# Planted Tank Photography



## Green Leaf Aquariums (Feb 26, 2007)

I could not find a sub-forum for this so I thought it may be a good idea.

Folks can share there planted tank photos in a specific area other than the journal section.

It may help bring further inspiration to this forum, who knows?

If this idea is no good, please delete this post.



Regards, Orlando


----------



## epicfish (Sep 11, 2006)

http://www.plantedtank.net/forums/tank-journals-photo-album/


----------



## imeridian (Jan 19, 2007)

I know it's hard to find, given that it even says photo album as part of the subforum name. 

http://www.plantedtank.net/forums/tank-journals-photo-album/


----------



## Green Leaf Aquariums (Feb 26, 2007)

Nope, I saw that..

Im talking about not combining Journals and Photos...

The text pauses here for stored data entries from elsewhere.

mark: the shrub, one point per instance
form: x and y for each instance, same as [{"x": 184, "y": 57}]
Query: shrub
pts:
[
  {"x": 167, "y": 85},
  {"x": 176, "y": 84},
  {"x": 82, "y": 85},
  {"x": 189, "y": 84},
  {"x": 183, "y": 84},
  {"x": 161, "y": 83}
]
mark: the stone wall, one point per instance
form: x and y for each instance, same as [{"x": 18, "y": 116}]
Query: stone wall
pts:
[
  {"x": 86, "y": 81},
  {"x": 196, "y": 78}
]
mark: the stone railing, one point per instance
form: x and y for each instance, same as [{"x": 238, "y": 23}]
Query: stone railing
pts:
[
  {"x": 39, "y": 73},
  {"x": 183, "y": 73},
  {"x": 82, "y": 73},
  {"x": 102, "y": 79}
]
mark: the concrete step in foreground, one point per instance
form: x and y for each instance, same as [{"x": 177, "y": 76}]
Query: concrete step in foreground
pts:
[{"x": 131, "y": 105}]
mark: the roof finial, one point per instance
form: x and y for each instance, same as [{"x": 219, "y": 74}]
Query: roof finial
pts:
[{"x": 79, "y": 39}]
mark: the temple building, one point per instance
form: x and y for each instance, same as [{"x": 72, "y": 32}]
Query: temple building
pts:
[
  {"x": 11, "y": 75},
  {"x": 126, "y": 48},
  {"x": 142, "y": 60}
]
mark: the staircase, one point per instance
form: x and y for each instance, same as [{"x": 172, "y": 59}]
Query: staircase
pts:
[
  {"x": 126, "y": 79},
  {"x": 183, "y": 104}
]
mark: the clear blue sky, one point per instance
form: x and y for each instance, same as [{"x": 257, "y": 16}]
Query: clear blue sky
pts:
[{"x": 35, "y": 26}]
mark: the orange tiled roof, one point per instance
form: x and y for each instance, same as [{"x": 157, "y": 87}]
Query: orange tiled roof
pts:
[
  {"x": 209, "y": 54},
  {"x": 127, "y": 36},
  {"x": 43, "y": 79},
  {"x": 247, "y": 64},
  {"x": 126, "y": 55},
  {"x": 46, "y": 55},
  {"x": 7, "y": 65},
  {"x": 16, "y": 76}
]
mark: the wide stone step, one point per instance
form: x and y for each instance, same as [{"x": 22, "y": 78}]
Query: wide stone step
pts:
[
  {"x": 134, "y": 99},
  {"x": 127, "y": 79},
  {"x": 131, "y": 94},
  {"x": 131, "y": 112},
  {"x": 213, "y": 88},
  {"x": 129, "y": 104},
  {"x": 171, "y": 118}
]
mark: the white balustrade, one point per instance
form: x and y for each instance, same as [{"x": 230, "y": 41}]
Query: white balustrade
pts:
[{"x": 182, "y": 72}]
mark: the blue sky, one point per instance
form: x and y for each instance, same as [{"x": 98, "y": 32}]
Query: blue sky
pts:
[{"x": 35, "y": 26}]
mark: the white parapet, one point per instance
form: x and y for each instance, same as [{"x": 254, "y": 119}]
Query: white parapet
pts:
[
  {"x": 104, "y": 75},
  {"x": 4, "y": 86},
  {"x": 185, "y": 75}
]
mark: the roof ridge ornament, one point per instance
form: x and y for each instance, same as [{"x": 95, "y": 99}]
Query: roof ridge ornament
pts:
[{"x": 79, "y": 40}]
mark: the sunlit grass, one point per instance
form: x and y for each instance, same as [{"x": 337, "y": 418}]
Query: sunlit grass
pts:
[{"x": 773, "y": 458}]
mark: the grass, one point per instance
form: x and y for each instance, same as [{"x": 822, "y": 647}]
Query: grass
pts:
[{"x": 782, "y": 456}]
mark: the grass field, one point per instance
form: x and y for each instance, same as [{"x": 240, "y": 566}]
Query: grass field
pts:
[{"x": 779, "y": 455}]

Keep the Planted Tank Photography separate from journals...


----------



## imeridian (Jan 19, 2007)

Oh, then, maybe you should have said that? :tongue:


----------



## Green Leaf Aquariums (Feb 26, 2007)

Yup, edited the OG post.


----------



## CL (Mar 13, 2008)

They used to be separate, ut no one posted in the journals forum- they just posted journals in the photo album. This summer they decided to combine the two subforums as per the requests of several members


----------



## Green Leaf Aquariums (Feb 26, 2007)

Thats why I think it should be titled as Planted Tank Photography and not photo Album.

Ehh, oh well.


----------



## CL (Mar 13, 2008)

Ahh, good point!


----------



## SleepySin (Mar 2, 2009)

What about the Photo Gallery?
Seems to have very little activity but if some people started to post there then it would attract more participants.


----------



## KDahlin (Mar 12, 2007)

Seems like a good idea to me. I'd like a forum where issues about aquarium photography were discussed along with people showcasing their photos. APC does have that so I at least I can always go there to get that.


----------



## Seiryoku (Apr 1, 2009)

I'd actively participate in a photography section ^^)b

(I didn't copy your round avatar idea!)


----------